SINGAPORE, Sept 25 (Reuters) – London copper prices lost more ground on Tuesday with the market dropping 1.5 percent as an intensifying trade war between Washington and Beijing raised concerns over demand for industrial metals in top consumer China. Asia stocks struggled on Tuesday as a fresh round of U.S.-China tariffs and a surge in oil prices to near four-year highs added to worries about risks to global growth. COPPER: Three-month copper on the London Metal Exchange was down 1.5 percent at $6,258 a tonne, as of 0708 GMT, while the most-traded copper contract on the Shanghai Futures Exchange finished 1.5 percent firmer at 50,360 yuan ($7,339.18) a tonne.

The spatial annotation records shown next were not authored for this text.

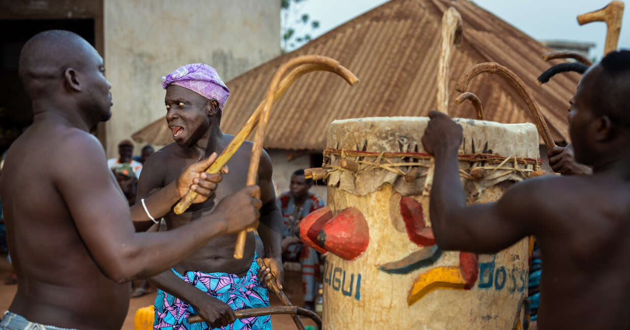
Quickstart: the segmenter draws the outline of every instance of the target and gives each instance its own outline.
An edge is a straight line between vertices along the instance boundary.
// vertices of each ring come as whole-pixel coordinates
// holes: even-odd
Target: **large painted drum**
[[[534,125],[454,120],[464,128],[459,165],[469,204],[496,201],[539,169]],[[331,124],[323,165],[328,206],[300,228],[303,241],[328,253],[324,329],[527,327],[529,239],[496,255],[435,245],[426,182],[431,162],[421,143],[428,121]]]

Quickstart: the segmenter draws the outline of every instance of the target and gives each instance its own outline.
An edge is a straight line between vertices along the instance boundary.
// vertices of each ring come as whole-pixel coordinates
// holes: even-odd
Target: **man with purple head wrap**
[[[147,158],[138,198],[150,194],[174,179],[186,164],[212,152],[220,153],[234,138],[219,128],[222,110],[229,96],[214,68],[205,64],[188,64],[162,78],[166,90],[166,121],[175,143]],[[214,195],[187,212],[164,217],[168,230],[212,214],[215,206],[246,185],[252,143],[245,141],[227,163],[229,173],[223,176]],[[233,257],[236,235],[207,242],[173,269],[153,277],[160,289],[156,299],[154,328],[158,329],[271,329],[269,317],[236,319],[233,311],[269,305],[263,283],[270,273],[282,287],[280,261],[282,214],[275,203],[269,156],[263,151],[258,170],[258,185],[263,206],[260,209],[258,233],[265,246],[259,270],[256,262],[254,234],[248,234],[244,257]],[[165,247],[165,248],[168,248]],[[189,324],[191,315],[200,315],[205,322]]]

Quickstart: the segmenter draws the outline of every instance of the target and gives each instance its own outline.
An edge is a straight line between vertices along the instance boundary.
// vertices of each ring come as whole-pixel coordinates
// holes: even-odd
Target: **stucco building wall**
[[[103,3],[106,75],[114,103],[105,124],[108,157],[117,156],[120,140],[164,115],[163,75],[202,62],[227,81],[280,53],[279,1]]]

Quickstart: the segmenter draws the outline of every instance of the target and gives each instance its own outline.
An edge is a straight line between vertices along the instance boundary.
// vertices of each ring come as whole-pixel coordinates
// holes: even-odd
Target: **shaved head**
[[[69,31],[35,35],[20,54],[20,79],[33,113],[52,108],[77,114],[93,127],[112,116],[112,85],[103,58],[88,41]]]
[[[60,30],[31,38],[20,54],[20,79],[32,99],[48,95],[63,82],[68,68],[81,70],[98,53],[79,35]]]

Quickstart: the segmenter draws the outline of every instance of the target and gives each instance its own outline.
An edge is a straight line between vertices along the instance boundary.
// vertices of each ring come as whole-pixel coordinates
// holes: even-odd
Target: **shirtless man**
[[[202,195],[196,202],[207,199],[220,175],[200,173],[214,157],[147,198],[147,212],[140,202],[130,209],[88,133],[112,114],[96,50],[71,32],[45,31],[25,45],[19,67],[34,118],[9,149],[0,184],[18,280],[0,328],[120,329],[130,280],[168,269],[213,237],[255,226],[254,186],[178,231],[136,233],[132,220],[159,219],[189,187]]]
[[[199,63],[184,65],[163,77],[162,85],[166,90],[166,121],[175,143],[147,159],[138,186],[138,198],[146,197],[152,190],[175,180],[177,173],[190,164],[213,152],[220,153],[234,138],[219,128],[229,90],[214,68]],[[213,197],[182,214],[167,214],[164,219],[168,230],[204,219],[203,212],[212,210],[226,196],[244,187],[251,147],[252,143],[246,141],[230,159],[227,163],[230,173],[224,177]],[[258,170],[263,203],[258,233],[265,255],[258,256],[265,257],[268,267],[259,273],[258,266],[253,261],[256,244],[252,233],[248,234],[241,260],[233,256],[236,235],[223,236],[209,241],[172,271],[152,278],[155,286],[161,289],[156,299],[155,329],[170,329],[178,324],[181,327],[180,329],[189,329],[188,316],[197,314],[207,324],[202,326],[203,329],[230,323],[233,323],[230,327],[233,330],[246,326],[251,327],[247,329],[271,329],[268,316],[236,320],[232,310],[268,305],[268,296],[261,282],[266,283],[270,270],[276,276],[278,286],[282,287],[283,223],[272,184],[272,170],[271,160],[263,151]],[[209,280],[212,278],[220,280]],[[226,282],[230,284],[224,286]]]
[[[435,158],[433,232],[440,248],[491,253],[535,235],[545,267],[539,328],[627,329],[630,51],[611,52],[590,69],[570,102],[575,158],[593,175],[527,180],[496,202],[471,206],[457,165],[462,128],[430,113],[422,143]]]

GROWTH: The United States and China imposed fresh tariffs on each other’s goods on Monday as the world’s biggest economies showed no signs of backing down from an increasingly bitter trade dispute that is expected to hit global economic growth.

RALLY: “Rising trade tension put a stop to the rally that emerged late last week in the base metals sector,” ANZ said in a note. “China also called off planned talks with the United States, with the chances of anything happening before the U.S. midterm election now highly unlikely.”

Copper climbed to its highest since July 10 at $6,382.5 a tonne on Friday.

TARIFFS: U.S. tariffs on $200 billion worth of Chinese goods and retaliatory tariffs by Beijing on $60 billion worth of U.S. products took effect at midday Asian time on Monday, though the initial level of the duties was not as high as earlier feared.

CHINA: China accounts for nearly half of global copper demand, estimated this year at 24 million tonnes.

OPTIONS: China’s top state copper companies threw their weight behind Shanghai’s first copper options on Friday, with early turnover trouncing its New York rival and raising a big challenge to the 141-year-old London bourse in the $270 billion global market.

CME: CME Group said its COMEX Copper options reached an all-time daily volume record of 8,089 contracts or 91,727 tonnes on Friday. It was nearly double the previous record of 4,255 contracts or 48,250 tonnes set on July 5, 2018.

ZINC: LME three-month zinc slid almost 2 percent to $2,514.50 a tonne.